Should you want to make a withdrawal and if you retirement plans permits it, you can take out up to $100,000 total from all retirement accounts, including IRAs — and that money won’t be subject to a 20% withholding for taxes.

If your plan usually charges a distribution fee for withdrawals, it will be waived if it is coronavirus-related. And if you’re younger than age 59½, the 10% federal penalty tax also is waived.

You would normally owe ordinary income taxes on the withdrawal, but you can pay those taxes over a three-year period, under the CARES Act. Or avoid taxes entirely if you can pay the money back into your account within three years.

Retirement plans that allow loans also doubled the amount that investors can borrow to $100,000 or 100% of the vested account balance, whichever is less. This is until Sept. 23.

If your plan usually charges a loan origination fee, it will be waived.

Loan payments can be suspended. If you already have loans outstanding against your retirement fund, and are affected by the coronavirus, you can suspend your loan payments for up to a year.

Following the suspension period, your retirement fund loan will be recalculated to include interest accrued, and the length of time you have to repay the loan may be extended.

Even if you haven’t been affected by the coronavirus, you can suspend payments on any plan loan until July 15.

  • Start small.
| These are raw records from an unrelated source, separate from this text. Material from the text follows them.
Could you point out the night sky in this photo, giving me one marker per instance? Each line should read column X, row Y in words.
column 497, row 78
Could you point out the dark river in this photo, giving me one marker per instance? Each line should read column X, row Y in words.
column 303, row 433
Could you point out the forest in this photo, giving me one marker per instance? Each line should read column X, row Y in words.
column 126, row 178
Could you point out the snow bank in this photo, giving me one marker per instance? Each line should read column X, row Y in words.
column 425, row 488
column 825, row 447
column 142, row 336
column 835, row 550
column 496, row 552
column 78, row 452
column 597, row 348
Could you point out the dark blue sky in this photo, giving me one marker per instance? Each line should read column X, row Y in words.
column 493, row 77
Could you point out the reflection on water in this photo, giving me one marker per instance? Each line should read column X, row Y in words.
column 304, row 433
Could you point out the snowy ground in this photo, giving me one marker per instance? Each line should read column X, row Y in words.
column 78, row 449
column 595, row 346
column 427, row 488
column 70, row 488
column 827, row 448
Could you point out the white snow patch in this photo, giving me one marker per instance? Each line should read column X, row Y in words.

While you can withdraw up to $100,000 (or 100% of your balance), you may not want to take out so much. Check your plan whether you can request additional withdrawals or loans.
  • If you have a loan, suspend the payments. The legislation allows you to suspend loan payments for up to a year. Not only will you have up to an extra year to pay back your loan once payments resume, but you’ll have extra money in each paycheck over the next year to help with current financial obligations.
  • Remember to plan for how you’ll repay yourself. The CARES Act allows you to tap into your retirement accounts without penalty taxes and repay the money over three years. Your ability to access money for the short-term needs of today but paying yourself back is important. It means you won’t owe taxes on the money and you also won’t wipe out your hard-earned, long-term retirement funding.